ELI5: What are the ramifications of the new Chez Scheme back-end?

I am all-in on Purescript despite an absolute bear of a time learning the quirks of this ecosystem. Recently, I saw that we have a new experimental back end that leverages Chez Scheme. I had no idea about Chez Scheme but this news put it on my radar and I researched it and instantly loved what I saw.

In updating my Purescript devenv this week, I decided to try using the experimental back end to compile a hello world but was hit with some warnings. In starting an issue on github, I realized I was testing purescm in an inintended way and of course I would get issues…so I just cancelled it. This leads me here where I thought it might be nice to externalize the myriad questions (and hopes perhaps) I have about it.

Please forgive me if any of these are foolish questions.:

What are the ramifications for the Chez Scheme back-end in the Purescript ecosystem? Will it simply replace Haskell as our the back end for Purescript’s compiler? That’s fine (and it honestly seems like an exceptionally wise decision) but perhaps I have mistakenly expected us to also be able to leverage Chez Scheme as an alternative to node perhaps?..

but then again, this starts to make me wonder if I don’t know anything at all (I am a C++/Haskell kind of person and web dev can be counter-intuitive to me at the moment) and someone could kindly educate me.

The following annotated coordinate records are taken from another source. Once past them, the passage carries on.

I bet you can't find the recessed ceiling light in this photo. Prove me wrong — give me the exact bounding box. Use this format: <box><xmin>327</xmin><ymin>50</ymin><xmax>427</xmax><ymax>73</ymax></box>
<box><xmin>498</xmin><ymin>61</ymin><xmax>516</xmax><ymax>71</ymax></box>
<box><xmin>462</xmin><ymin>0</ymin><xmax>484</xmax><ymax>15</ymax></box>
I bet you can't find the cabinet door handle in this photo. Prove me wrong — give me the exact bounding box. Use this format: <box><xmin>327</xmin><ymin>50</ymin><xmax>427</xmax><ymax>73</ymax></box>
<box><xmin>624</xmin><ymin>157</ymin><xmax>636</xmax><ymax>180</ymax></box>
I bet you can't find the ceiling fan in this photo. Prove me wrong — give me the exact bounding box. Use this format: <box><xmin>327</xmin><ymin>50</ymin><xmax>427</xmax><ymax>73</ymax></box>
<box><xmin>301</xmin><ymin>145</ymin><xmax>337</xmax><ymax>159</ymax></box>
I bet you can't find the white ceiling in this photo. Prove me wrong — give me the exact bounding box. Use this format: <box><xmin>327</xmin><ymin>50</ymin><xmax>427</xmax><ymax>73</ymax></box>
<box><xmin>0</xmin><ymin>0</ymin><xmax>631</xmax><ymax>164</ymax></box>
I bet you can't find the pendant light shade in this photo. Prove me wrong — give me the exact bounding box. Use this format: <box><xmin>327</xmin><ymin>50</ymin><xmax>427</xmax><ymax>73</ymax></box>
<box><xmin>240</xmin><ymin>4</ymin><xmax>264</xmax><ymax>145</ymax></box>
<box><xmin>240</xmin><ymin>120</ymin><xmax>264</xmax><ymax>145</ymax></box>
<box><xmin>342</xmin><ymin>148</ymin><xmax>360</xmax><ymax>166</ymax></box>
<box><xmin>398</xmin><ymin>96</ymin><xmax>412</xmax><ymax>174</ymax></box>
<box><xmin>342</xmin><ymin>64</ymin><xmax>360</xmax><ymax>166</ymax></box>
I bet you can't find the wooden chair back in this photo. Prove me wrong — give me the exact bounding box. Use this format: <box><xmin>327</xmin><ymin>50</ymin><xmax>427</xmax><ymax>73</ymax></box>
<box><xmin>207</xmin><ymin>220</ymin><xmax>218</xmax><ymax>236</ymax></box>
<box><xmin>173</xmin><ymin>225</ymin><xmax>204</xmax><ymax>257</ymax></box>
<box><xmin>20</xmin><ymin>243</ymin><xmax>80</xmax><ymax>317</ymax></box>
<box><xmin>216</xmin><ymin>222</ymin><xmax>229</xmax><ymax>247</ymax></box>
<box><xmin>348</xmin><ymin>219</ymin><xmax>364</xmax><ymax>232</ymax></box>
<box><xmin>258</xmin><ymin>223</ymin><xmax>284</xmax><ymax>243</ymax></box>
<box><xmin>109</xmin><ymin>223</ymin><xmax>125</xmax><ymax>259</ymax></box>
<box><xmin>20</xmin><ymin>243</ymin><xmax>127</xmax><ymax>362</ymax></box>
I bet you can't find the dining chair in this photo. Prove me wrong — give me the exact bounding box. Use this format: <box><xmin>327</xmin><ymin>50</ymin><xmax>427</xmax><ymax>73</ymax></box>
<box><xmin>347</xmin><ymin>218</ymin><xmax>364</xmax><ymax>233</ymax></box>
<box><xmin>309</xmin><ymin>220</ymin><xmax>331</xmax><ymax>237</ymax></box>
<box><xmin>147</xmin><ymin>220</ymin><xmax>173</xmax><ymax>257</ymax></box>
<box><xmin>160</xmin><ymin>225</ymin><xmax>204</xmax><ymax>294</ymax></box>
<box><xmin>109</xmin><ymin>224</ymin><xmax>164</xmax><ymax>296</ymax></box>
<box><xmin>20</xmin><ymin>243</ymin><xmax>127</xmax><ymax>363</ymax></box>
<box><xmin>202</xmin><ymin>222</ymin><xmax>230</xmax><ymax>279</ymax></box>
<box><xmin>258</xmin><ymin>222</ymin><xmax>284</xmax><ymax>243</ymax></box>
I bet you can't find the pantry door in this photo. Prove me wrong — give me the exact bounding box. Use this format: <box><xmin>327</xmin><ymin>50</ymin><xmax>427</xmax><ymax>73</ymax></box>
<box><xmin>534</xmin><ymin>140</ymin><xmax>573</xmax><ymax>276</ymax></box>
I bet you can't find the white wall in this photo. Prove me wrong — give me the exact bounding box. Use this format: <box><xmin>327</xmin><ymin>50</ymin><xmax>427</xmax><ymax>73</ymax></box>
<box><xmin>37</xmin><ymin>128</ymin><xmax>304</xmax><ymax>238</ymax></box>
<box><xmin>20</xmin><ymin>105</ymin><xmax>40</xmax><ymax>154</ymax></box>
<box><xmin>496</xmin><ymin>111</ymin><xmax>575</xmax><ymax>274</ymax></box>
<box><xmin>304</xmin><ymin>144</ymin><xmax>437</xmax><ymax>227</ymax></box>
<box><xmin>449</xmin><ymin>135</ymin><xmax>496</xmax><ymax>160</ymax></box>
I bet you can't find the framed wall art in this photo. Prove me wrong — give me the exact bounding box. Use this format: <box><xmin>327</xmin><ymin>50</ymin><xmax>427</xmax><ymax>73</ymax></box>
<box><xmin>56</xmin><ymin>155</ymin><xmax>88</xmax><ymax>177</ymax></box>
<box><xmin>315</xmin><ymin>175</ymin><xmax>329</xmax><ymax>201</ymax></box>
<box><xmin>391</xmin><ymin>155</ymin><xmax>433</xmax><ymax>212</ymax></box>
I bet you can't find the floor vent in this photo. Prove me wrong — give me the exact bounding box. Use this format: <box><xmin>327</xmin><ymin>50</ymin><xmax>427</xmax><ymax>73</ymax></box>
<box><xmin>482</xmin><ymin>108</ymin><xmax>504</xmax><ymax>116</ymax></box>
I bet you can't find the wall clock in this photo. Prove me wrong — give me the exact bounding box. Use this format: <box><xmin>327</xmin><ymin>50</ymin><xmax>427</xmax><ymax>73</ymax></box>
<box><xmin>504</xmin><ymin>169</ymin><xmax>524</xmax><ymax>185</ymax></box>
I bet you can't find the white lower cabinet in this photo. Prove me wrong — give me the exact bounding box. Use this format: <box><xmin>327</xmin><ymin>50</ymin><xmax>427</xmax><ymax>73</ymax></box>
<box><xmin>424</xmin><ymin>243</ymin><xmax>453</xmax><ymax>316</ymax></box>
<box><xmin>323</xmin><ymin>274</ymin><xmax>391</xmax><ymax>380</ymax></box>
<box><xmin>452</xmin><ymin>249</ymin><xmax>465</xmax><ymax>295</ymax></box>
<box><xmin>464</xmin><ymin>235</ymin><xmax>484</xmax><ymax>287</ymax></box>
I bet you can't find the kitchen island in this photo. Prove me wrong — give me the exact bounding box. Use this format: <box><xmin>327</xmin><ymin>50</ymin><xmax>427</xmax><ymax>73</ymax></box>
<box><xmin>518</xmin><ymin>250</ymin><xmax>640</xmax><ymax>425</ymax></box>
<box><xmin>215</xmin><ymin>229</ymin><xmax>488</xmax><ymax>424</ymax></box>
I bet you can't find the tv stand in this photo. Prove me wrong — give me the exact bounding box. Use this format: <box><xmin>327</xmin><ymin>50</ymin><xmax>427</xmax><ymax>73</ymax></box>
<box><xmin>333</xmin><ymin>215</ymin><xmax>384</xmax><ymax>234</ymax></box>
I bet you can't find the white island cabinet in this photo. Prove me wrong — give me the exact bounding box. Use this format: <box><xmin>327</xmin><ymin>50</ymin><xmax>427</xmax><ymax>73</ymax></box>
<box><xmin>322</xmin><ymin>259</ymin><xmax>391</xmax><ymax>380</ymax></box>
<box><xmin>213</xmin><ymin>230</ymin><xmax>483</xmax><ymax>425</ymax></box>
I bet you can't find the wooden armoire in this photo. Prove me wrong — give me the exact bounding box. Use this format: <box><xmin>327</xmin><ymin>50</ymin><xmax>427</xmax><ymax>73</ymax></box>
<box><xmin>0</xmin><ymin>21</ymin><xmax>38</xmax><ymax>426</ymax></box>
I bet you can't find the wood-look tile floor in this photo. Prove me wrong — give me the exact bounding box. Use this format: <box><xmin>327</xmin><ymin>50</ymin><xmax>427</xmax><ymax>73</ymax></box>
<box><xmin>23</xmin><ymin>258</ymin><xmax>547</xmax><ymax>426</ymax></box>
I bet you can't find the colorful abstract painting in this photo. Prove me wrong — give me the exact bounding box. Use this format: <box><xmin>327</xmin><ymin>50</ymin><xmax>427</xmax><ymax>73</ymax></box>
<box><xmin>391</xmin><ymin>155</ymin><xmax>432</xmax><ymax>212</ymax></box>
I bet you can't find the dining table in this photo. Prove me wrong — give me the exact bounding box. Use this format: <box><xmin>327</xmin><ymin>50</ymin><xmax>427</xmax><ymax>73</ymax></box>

My thought was, if I could have a Haskell-like language that can work nearly bare metal on Cisco hardware, leveraging hardware parallelism, that is a game-changer. but maybe I am missing something and my confusion could help others to learn about PS.

3 Likes

One of the goals of the purescm backend is to be able to write the Purescript compiler itself using it, but it’s a long term goal so we haven’t really talked about it much yet because it’s still early days for purescm.

Other than PS-in-PS Chez allows native threads as you mention, and it has a great C FFI which brings many possibilities. On the other hand the Scheme and Chez ecosystems don’t provide that many libraries so things like async-io and web servers and things like that are potentially more work.

I don’t think you are missing anything. Sorry there isn’t much documentation yet - we’re sort of still trying to experiment and implement the basic stuff like strings and other data structures. I wouldn’t use it yet for anything serious - for example it doesn’t support incremental compilation yet, so you’d be compiling your whole program every time there is a code change.

Contributions are very welcome!

4 Likes

Thanks so much. Hopefully as this evolves, it will bring more people to this ecosystem. Purescript, IMO, currently stands alone as the language that has almost everything I want while also being able to be run just about anywhere that I’d want to run software.